Kış boyu en sevdiğim diziler kold keyz, vitaut a treys (kayıp bulanlar), csi-ny (new yorklu adli tıpçılar) oldu. Yazın pek dizi izlemiyorum ama Dı closer'ı kardeşim tavsiye etti, rastlayınca bakıyorum. İranlı kadının itirafı sırasında elektrikler kesilmesin mi!!! (hep klimalar yüzünden). Ama manto tutma sahnesini kaçırmadım. bir de Dexter var kardeşimin tavsiyesi. Gündüzleri adli tıpçı, geceleri seri-katil. Ona bir kere rastladım, daha kanım ısınmadı ama belki izlersem severim. Neden bu adli tıp dizileri bu kadar seviliyor acaba? Bu sene bir yurdışı uçuşunda film olarak vitaut a treys'in bölümlerini yayınladılar da pek şaşırdım...Her milletten insana hitap ettiğini falan tespit etmişler ki uçakta bile onu gösteriyorlar?!

laleninbahcesi dedi ki...

izlemiyorum yav, ama sen anlatınca ilgimi çekti.

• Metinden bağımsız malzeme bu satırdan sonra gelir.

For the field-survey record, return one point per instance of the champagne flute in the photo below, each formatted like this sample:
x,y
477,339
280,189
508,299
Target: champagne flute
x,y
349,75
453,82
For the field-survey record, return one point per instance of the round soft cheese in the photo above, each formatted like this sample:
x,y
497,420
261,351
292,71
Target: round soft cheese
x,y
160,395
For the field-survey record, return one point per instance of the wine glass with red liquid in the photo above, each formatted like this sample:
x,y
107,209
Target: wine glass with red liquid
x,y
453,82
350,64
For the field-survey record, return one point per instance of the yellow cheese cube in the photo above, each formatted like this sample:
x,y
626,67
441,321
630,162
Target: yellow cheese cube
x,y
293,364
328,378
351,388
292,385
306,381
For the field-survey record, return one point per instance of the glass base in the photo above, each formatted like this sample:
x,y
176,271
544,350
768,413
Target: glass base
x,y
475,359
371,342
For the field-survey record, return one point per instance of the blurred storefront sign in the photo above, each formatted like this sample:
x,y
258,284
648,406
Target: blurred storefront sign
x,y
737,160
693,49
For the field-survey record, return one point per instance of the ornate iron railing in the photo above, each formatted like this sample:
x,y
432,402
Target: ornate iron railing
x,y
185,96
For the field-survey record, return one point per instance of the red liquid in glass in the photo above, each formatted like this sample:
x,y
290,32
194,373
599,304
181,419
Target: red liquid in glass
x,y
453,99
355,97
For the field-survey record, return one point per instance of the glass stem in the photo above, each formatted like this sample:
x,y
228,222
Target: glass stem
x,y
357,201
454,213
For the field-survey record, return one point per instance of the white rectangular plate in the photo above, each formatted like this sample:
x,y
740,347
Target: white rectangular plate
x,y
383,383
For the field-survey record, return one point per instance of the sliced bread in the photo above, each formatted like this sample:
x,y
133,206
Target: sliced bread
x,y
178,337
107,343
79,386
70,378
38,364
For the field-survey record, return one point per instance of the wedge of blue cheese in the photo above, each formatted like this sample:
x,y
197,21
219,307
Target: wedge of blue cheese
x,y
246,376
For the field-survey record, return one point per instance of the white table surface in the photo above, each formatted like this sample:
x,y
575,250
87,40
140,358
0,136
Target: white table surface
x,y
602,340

Bazen criminal canala takılıyorum ama içim ürperiyor.
Umut olmadığı zaman umut uydurmalısın sözü tam bizim ülkemize göre. Bu ara acilen umut uydurmalıyız. Öptüm seni ataletimm

Adsız dedi ki...

hani o omuz üzerinden bakıp da,
tepki ölçme var ya..
pek olmaz normal hayatta ya ataletim..
dizilerin, filmlerin güzel yanı da bu işte..
pek olmayanı,
hep olurmuş gibi göstermek.. :)

bir de şu uyumlu ilişkiler meselesi..
birbirlerini ilk tanıdıkları andan itibaren %100 uyuma inanmak zor..
uyum tememli şart..
elektrik gibi..
kimya gibi..
bunlar olmazsa,
uyum da olmuyor zaten..
bir iğretilik oluyor..
ancak zamanla da gelişip,
büyüyebiliyor uyum..

babam karşıdan karşıya geçerken,
erkek araba gelen tarafta durur derdi..
kadını korur..
nezaket kuralıdır..
dünlüğün babasıyla birlikte olmaya başladığımızda,
ben otomatik onu ata ata arabaların önüne,
o da öğrendi işte :)

uyum gelişebilir..
iki taraf da istedikten sonra :)

Adsız dedi ki...

sondan başlayacağım yorum altlarına..

oyam..
zamanla oluyor diyorsun ya..
o dediğin kendini kandırmak..oluyor aslında..yıllarını bir arada geçirip de.. hala hiç uyuşamayan ne çok insan var..
aslında temeli..
sanırım yeniden düşününce.. saygı..
ve kendine güven.. karşıdakinin değişmeyeceğini bilmek ve olduğu şeye saygı duymaktan geçiyor..
fizik ve kimya.. ile beraber o uyum ya ta baştan oluyor....
ya da..
bi taraf oldu oluyor diye kendini kandırır..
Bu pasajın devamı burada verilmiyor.